How much of the female disadvantage in late‐life cognition in India can be explained by education and gender inequality?
Written by: Urvashi Jain
Published on: May 26, 2022
India is among one of the most gender unequal countries, and this notion has been backed time and again based on gender lopsided indices like imbalanced sex ratios, low rates of female labor force participation, and women’s overall disadvantage in multiple dimensions of human capital like health and education. Much of what is known about gender inequality in India has focused on women at younger ages like childhood, adolescence, and reproductive ages. Relatively less is known about gender disparities at older ages. This has been partly due to lack of suitable datasets which focus on aging, and partly due to a larger proportion of young population. Demographic changes underway in India however project that the country will soon have to contend with population aging, as the proportion of those aged sixty and older is set to reach 19% of the total population by the year 2050. Hence, we need to know more and understand the unique challenges faced by this population, especially paying attention to questions at the intersection of aging and gender inequality.
In a recently published research article in the journal Scientific Reports, we used data from India’s first nationally representative aging study, the Longitudinal Aging Study in India (LASI), to examine the gender disparity in cognitive function among adults aged 45 and older. The paper was motivated by two broad and important questions. First, how much of the female disadvantage in later-life cognition can be explained by early-life factors like socioeconomic status, childhood nutrition, and education? In high income countries, where women’s educational attainment is equal to or higher than men’s on average, the gender gap in cognition at older ages is either non-existent or women have higher cognition test scores. In low- and middle-income countries the magnitude of the gender gap in cognition is lower among younger cohorts, which can be partly attributed to increasing levels of women’s education. However, this association between education and the gender gap in cognition needs to be examined with greater nuance, which led to our second motivating question for the paper – is education equally beneficial in reducing the female disparity in cognition across all contexts, or could it be that in environments with high levels of gender inequality, more education might not be enough to close the gender gap? In other words, are there any complementarities between individual-level educational attainment and the macro-level gender inequality, and how do these shape population level cognitive health in India?
To capture macro-level gender inequality in India, we developed a state-level Gender Inequality Index (GII), following the United Nations Development Programme's (UNDP) definition. To get a sense of the sheer magnitude of gender inequality in India, let’s compare GII across Indian states (Figure 1), and with some other contexts. The Indian states of Himachal Pradesh and Kerala had the lowest values of GII (0.45), while the state of Bihar had the highest (GII of 0.73). Contrast this with a country like Sweden, which has far less gender inequality, with a GII of only 0.05.

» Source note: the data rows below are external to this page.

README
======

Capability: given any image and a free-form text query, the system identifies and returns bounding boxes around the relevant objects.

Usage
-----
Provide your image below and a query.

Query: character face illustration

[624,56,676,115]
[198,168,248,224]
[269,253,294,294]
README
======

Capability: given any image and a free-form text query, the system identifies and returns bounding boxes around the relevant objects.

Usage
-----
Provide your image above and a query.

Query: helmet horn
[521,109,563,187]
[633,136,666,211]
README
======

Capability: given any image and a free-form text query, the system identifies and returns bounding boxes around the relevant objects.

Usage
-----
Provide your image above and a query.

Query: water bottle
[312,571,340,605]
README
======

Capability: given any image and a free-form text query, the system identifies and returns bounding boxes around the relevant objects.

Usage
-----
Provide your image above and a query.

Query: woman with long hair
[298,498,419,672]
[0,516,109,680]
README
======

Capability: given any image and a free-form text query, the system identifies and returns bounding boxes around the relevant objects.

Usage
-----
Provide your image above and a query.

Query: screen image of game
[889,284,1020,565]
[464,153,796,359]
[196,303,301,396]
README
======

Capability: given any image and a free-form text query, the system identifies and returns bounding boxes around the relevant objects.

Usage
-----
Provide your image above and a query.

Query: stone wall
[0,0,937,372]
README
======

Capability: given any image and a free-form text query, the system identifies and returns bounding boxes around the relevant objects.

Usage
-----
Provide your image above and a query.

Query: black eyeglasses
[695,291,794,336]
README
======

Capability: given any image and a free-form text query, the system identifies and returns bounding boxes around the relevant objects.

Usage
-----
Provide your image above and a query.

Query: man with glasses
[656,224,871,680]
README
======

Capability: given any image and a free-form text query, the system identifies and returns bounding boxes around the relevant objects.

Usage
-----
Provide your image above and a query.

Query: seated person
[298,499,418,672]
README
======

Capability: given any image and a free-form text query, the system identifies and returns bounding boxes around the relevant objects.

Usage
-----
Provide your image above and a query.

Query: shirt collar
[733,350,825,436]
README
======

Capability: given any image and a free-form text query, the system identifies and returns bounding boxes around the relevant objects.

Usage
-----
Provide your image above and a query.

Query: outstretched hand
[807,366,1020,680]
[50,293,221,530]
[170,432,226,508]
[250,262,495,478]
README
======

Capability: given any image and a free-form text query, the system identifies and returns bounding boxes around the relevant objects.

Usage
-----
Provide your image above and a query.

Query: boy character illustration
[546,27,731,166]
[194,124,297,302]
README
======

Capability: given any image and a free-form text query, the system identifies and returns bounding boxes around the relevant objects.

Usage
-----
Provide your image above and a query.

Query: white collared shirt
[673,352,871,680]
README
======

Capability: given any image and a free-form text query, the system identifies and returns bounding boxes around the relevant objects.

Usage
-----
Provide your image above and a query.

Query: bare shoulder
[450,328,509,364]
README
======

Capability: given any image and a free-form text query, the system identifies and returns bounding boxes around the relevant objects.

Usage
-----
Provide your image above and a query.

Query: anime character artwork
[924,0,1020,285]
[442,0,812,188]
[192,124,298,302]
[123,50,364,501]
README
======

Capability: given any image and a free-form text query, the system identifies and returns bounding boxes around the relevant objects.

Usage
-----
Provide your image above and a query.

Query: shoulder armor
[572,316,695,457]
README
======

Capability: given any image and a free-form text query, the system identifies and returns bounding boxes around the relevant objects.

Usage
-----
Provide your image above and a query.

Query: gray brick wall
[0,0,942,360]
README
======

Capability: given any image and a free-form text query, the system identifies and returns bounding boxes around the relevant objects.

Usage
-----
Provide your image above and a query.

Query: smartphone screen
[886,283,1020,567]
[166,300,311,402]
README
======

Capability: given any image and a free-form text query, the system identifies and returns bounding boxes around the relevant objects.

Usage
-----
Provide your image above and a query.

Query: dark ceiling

When we compared cognition of men and women, we find that the standardized cognition score was lower by approximately 0.6 standard deviation among women compared to men in our sample. The answer to the first question we posed was that early-life socioeconomic status, nutrition, and education explain up to 75% of the female disparity in late-life cognition in this large sample of older adults in India. This however also indicates that a quarter of this gap was unexplained by the models we used. To answer the second question about the nature of complementarity between individual-level education and macro-level gender inequality, we examined the differential association of education with later-life cognition by gender, and then further by gender and regions of high vs low gender inequality. We found that even though higher education was associated with better cognition for both genders, each progressively higher level of education was associated with a greater increase in cognition for women compared to men. Moreover, the rate at which education helped close the gap in cognition was faster in regions with relatively more gender equality (Figure 2). In states with high gender inequality, women needed a much higher level of education before their predicted cognition score was at par with men.
The findings strongly suggest that a) education is a key factor determining long-term cognition, but does not explain the gender differences entirely, and b) education and contextual gender inequality complement each other in shaping population level cognition. How might these findings be useful to policymakers in India? First, India has made great strides in closing the gender gap in educational attainment over the past decades, and while there’s still a long way to go in achieving complete gender inequality in this domain, educating women will continue to pay dividends in the long run as it helps improve women’s health, which directly translates to a lower disease burden. However, the older cohorts of women with low levels of schooling are a vulnerable sub-population due to lower levels of health, especially cognitive health, and ought to be paid special attention. As per the Dementia in India 2020 report, the number of dementia cases among Indians aged 60 and older is projected to reach 14 million by 2050. Identifying at-risk groups is bound to become a public health priority – gender and education level will play a key role here. Second, merely closing the gender gap in educational attainment is not enough. Gender inequality is multi-dimensional, and gains in one dimension cannot substitute for deficits in other dimensions. Our results clearly show that even after achieving similar levels of education, older women’s cognitive health is not at par with men’s if they are living in regions characterized by high gender inequality. Hence, we urge policymakers to pay attention to reduce to gender inequality along all dimensions, since it can affect long run health outcomes, casting a shadow as far as among the older populations.
- Urvashi Jain is an Assistant Professor of Economics at the Mitchell College of Business, University of South Alabama.